Dilediklerine hesapsız rızık verirsin.'
Gönülden gelen bir yakarış... İfade biçiminde dua
tonu var... Manevi parıltısında yalvarış özü hakim. Apaçık evren
kitabına dikkat çekişinde, şefkat ve yumuşaklıkla insanın duygularını
coşturma var. Allah'ın iradesi ve insanların işleri ile evrenin
işlerinin yürütülmesini beraberce zikredişinde büyük bir gerçeğe işaret
vardır. Hem evrene hem de insana egemen olan tek uluhiyet gerçeğine...
İnsanın ihtiyacının, Allah'ın idaresinde bulunan büyük evrenin
ihtiyacının bir parçasından başka birşey olmadığı gerçeğine... Yalnız
Allah'a boyun eğmenin, insanın ihtiyacı olduğu gibi tüm evrenin
ihtiyacı da olduğu... Bu ilkeden sapmanın insanı, kuralların dışına
çıkma ile cahilliğe ve sapıklığa düşüreceği gerçeğine işaret var!
Bu, tek uluhiyet gerçeğinden kaynaklanan bir
gerçektir... Tek bir İlâh. Öyleyse herşeye sahip olan da yalnız O'dur.
Ortaksız olarak "Mülkün sahibi" O'dur. Sonra O, kendi mülkünden
dilediğine dilediği kadarını verir. Allah'ın kendisine mülk verdiği
kişi ancak emanet olarak onu sahiplenebilir. Mülkün gerçek sahibi,
dilediğinde dilediği kimseden mülkünü geri alır. Hiçbir insanın
gönlünce tasarruf yetkisi bulunan kalıcı bir mülkiyet olamaz. Ancak
kendisine emanet edilen bir mülkiyetten söz edilebilir ki o da asıl
mülk sahibinin şartlarına ve direktiflerine bağlı kalma zorunluğudur.
Mülkü emanet olarak alan kişi, mülkün asıl sahibinin şartlarına aykırı
bir harcamada bulunduğu zaman bu harcaması geçerli olmaz ve müminler
dünyada buna engel olmak zorundadırlar. Bu kişi ahirette de, mülkü
canının istediği şekilde kullandığından ve asıl sahibinin şartlarına
aykırı hareket ettiğinden dolayı ayrıca hesaba çekilecektir...
Aynı şekilde dilediğini onurlandıran, dilediğini
de güçsüz düşüren O'dur. Kimse O'nun hükmünü yanlış göremez, O'nu
saptırmaya yeltenemez ve verdiği kararı bozamaz. O, yüce Allah'tır ve
her şeyin sahibidir... Bu özel niteliği Allah dışında hiç kimsenin
üstlenmesi asla doğru olmaz.
Allah'ın bu egemenliği, bütünü ile iyiliğin
kendisidir. Çünkü O, bu hakimiyetini doğruluk ve adalet ile yürütür.
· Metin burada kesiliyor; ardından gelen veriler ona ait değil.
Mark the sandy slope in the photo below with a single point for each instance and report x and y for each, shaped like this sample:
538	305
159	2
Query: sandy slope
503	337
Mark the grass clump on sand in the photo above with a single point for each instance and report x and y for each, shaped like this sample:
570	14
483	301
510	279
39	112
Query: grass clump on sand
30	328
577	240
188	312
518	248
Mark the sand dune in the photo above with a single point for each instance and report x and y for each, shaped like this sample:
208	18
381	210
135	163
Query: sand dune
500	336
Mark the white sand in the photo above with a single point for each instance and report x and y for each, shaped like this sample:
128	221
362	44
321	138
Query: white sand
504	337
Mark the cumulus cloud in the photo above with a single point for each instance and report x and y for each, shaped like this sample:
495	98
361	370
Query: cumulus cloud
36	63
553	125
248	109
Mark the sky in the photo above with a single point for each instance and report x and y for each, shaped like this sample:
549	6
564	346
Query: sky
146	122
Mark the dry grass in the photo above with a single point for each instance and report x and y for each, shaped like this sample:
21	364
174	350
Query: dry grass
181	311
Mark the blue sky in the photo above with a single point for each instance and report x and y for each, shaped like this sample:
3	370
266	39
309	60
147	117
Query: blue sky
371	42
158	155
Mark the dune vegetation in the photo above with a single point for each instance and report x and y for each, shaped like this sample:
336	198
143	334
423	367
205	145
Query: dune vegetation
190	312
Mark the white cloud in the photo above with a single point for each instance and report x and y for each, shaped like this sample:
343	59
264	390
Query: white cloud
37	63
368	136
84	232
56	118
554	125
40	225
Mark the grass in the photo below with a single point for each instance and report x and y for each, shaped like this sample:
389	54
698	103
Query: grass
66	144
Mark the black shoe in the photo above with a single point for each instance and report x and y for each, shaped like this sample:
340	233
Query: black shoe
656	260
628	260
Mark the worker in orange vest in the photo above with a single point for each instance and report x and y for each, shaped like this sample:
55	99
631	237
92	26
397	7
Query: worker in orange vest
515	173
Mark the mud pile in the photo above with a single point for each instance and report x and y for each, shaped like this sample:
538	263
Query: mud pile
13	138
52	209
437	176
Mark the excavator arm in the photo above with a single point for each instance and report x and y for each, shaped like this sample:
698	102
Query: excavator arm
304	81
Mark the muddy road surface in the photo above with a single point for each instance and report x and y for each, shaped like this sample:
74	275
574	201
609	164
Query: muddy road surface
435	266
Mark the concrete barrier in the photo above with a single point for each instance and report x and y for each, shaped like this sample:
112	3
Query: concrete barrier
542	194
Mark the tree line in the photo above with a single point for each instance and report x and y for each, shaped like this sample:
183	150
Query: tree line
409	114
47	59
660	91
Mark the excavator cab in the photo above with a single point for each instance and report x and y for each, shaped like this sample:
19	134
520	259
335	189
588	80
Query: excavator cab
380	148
Doğruluk ve adalet ile mülkü dilediğine verir, dilediğinden alır. Hak
ve adalet ile dilediğini onurlandırır, dilediğini güçsüz kılar. Tüm
durumlarda O'nun murad ettikleri gerçekten hayırdır. Her zaman bu
iyiliğin gerçekleşmesi üzerindeki mutlak irade ve mutlak kudret
Allah'ındır. "İyilik senin elindedir" "Senin herşeye gücün yeter"...
İnsanın tüm işleri üzerindeki bu hakimiyet,
onların işlerini iyilik temeli üzerinde proğramlama, Allah'ın kâinat ve
hayat üzerindeki mutlak ve büyük hakimiyetinin bir parçasından başka
birşey değildir:
"Geceyi gündüze dönüştürür, gündüzü geceye
dönüştürür. Diriden ölüyü çıkarır, ölüden diriyi çıkarırsın.
Dilediklerine hesapsız rızık verirsin."
Bu birbiri içine giren gizli hareketi, bu büyük
gerçeği ifade eden tasvir insanın kalbini, duygularını, gözlerini ve
duyu organlarını doyurmaktadır... Gecenin gündüze, gündüzün geceye
çevrilişi, ölüden dirinin, diriden ölünün çıkarılışı olgusu... Kalbin,
dikkatlerini ona yönelttiğinde ve orada fıtratın gerçek ve engin sesine
kulak verdiğinde şüphesiz ve tartışmasız olarak Allah'ın kudretine
işaret ettiğini kavrayacağı hareket.
"Geceyi gündüze, gündüzü geceye dönüştürür".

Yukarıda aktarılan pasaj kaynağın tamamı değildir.